Fauci: CDC likely to shorten distancing guidance for schools
The Centers for Disease Control and Prevention (CDC) will probably update its social distancing guidance for schools, reducing recommendations from 6 feet to 3 feet, Anthony Fauci said Thursday.
“You know, I think that likely will happen,” Fauci, the director of the National Institute for Allergy and Infectious Diseases, said on NBC’s “Today” show.
Fauci mentioned a recent study in Massachusetts, which found that 3 feet of separation in schools combined with consistent mask wearing is just as safe as 6 feet.
The study compared 251 school districts with different distancing requirements, and found little difference in case rates among students and staff members, so long as everyone wore masks.
“So the CDC is analyzing that data very carefully right now. They very well may change. I don’t want to get ahead of them. But they are very much on top of this and looking at that data. So they will reconsider about that distance,” Fauci said.
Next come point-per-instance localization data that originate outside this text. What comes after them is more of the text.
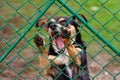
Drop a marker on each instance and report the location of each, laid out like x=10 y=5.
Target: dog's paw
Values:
x=66 y=33
x=38 y=40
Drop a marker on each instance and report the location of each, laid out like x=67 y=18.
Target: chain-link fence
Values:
x=19 y=57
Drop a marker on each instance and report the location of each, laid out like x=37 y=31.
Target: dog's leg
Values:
x=73 y=52
x=44 y=62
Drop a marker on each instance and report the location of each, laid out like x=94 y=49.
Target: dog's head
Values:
x=60 y=28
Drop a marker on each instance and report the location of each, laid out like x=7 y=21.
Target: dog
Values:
x=66 y=58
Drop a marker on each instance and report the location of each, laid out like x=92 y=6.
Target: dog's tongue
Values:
x=59 y=42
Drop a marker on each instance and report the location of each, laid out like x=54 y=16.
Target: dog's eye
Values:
x=63 y=22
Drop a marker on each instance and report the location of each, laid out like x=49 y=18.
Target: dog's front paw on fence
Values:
x=38 y=40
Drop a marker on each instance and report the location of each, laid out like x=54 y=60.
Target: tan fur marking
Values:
x=61 y=19
x=72 y=51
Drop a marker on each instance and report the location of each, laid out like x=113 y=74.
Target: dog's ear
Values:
x=77 y=21
x=41 y=22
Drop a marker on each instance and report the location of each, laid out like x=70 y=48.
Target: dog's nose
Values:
x=53 y=26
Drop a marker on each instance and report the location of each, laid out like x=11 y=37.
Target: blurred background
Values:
x=23 y=61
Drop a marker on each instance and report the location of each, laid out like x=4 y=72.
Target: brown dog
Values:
x=66 y=58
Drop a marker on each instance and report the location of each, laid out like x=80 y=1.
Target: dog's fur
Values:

Three feet is the minimum distance endorsed by the American Academy of Pediatrics and the World Health Organization. For many schools, keeping students 6 feet apart is not feasible. In some cases, there’s no distancing at all.
The CDC’s insistence on 6 feet of separation has been a flash point of the school reopening debate. The agency has acknowledged that in-person schooling is not a major driver of community spread and that virus transmission is rarer in schools compared with the surrounding community.
Yet the most recent CDC guidance suggests that schools located in communities with low or moderate virus transmission implement 6 feet of distancing “to the greatest extent possible.”
The agency guidance says 6 feet is “required” in places with substantial or high transmission, which it considers to be the vast majority of the country.
CDC Director Rochelle Walensky on Wednesday told lawmakers the agency is “looking to update” its guidance, but did not necessarily commit to a timeline.
“As soon as our guidance came out, it became very clear that 6 feet was among the things that was keeping schools closed, and in that context, science evolves,” Walensky told members of the House Energy and Commerce oversight subcommittee.